You may be interested in the TensorRT TVM integration, introduced recently in this PR https://github.com/apache/incubator-tvm/pull/6395. @trevor-m will be able to give more details on the capabilities, but generally speaking it allows for parts of a graph to be run using TensorRT hopefully allowing for the best of both worlds.

junrushao · November 9, 2020, 12:47am

I agree with @mbaret. TVM now provides a nice frontend to TensorRT - subgraphs that are supported by TensorRT will be executed by TensorRT, and unsupported parts are optimized with TVM. It provides even more competitive performance gain than either one alone.

cszu · November 9, 2020, 1:52pm

@mbaret @junrushao Thank you! I have read pull 6395 and the article " Relay TensorRT Integration" in docs https://tvm.apache.org/docs/deploy/tensorrt.html. I agree with you.TVM will be powerful with TensorRT.But I need more information to prove the value of TVM to leaders. I want to promote the application of TVM in the R&D center.
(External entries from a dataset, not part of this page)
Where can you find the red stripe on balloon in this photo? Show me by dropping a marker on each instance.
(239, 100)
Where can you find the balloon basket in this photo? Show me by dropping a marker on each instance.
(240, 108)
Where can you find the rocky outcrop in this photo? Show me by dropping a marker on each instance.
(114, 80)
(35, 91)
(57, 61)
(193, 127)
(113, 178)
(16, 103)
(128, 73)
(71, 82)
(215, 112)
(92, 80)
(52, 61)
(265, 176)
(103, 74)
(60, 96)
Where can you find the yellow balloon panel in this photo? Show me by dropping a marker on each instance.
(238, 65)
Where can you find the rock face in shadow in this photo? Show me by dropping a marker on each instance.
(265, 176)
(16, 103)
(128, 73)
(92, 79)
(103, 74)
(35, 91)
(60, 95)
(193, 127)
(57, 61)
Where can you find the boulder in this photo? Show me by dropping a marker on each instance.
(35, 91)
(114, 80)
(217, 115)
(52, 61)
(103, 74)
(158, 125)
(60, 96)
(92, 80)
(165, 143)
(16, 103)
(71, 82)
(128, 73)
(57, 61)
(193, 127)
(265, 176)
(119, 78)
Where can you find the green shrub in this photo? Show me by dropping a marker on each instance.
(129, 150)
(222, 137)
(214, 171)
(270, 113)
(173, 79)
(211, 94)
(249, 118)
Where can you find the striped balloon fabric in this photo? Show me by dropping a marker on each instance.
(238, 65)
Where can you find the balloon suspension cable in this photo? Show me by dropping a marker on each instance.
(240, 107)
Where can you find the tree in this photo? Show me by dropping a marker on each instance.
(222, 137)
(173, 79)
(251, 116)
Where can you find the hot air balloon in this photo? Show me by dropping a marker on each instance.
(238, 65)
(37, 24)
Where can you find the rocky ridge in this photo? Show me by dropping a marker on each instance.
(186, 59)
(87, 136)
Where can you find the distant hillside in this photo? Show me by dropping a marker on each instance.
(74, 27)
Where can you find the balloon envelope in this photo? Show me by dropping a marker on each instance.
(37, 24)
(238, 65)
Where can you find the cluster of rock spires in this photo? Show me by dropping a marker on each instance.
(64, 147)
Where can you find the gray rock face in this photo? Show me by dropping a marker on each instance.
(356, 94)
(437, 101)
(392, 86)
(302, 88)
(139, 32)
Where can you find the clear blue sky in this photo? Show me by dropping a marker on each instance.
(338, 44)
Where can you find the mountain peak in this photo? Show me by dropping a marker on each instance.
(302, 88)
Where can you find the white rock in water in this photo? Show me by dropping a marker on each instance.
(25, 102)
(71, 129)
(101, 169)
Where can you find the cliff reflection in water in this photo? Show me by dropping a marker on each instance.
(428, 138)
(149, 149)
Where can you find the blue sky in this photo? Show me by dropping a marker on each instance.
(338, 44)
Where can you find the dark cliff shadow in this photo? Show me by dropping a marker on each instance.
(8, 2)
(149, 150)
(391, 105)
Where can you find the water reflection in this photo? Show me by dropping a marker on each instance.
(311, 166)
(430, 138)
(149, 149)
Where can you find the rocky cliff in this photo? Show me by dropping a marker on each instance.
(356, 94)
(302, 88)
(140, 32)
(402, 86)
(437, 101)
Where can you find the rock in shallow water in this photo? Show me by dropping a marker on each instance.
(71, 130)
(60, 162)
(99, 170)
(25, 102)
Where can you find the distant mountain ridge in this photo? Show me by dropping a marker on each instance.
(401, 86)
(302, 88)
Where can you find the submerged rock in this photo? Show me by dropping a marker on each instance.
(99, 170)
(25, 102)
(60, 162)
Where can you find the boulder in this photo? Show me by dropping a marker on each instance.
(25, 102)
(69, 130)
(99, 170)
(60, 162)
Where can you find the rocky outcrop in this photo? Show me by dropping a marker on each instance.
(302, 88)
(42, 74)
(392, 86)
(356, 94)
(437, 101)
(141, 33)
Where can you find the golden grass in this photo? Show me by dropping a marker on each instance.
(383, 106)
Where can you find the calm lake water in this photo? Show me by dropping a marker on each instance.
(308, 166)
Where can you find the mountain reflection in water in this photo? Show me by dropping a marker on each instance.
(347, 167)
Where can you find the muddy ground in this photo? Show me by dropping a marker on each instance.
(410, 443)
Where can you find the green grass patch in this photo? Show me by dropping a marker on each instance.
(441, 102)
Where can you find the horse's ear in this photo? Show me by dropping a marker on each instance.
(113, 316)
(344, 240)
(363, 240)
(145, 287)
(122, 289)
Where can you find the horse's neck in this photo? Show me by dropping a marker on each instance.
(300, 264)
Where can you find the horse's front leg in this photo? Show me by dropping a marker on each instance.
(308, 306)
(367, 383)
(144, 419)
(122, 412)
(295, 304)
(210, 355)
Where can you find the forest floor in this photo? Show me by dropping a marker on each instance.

I think I need to do some experiments by myself.

FrozenGene · November 9, 2020, 3:20pm

The latest performance compared with tensorrt could be found in the paper of auto scheduler: https://www.usenix.org/conference/osdi20/presentation/zheng

Of course you could start to reproduce it when
https://github.com/apache/incubator-tvm/pull/6877 and https://github.com/apache/incubator-tvm/pull/6882 are merged.

cszu · November 10, 2020, 2:41pm

Thank you very much! It’s very useful for me! From the paper I can inference TVM0.6 is comparable with TRT6, and TVM0.7(or 0.8?) is faster than TRT6. I’ll do some experiments to get a deeper comparison.

FrozenGene · November 10, 2020, 3:17pm

When those two prs is merged in, you should reproduce the performance, not official tvm version(0.6, 0.7 or something) currently. Of course, these two prs will be merged in the TVM 0.8(current dev version).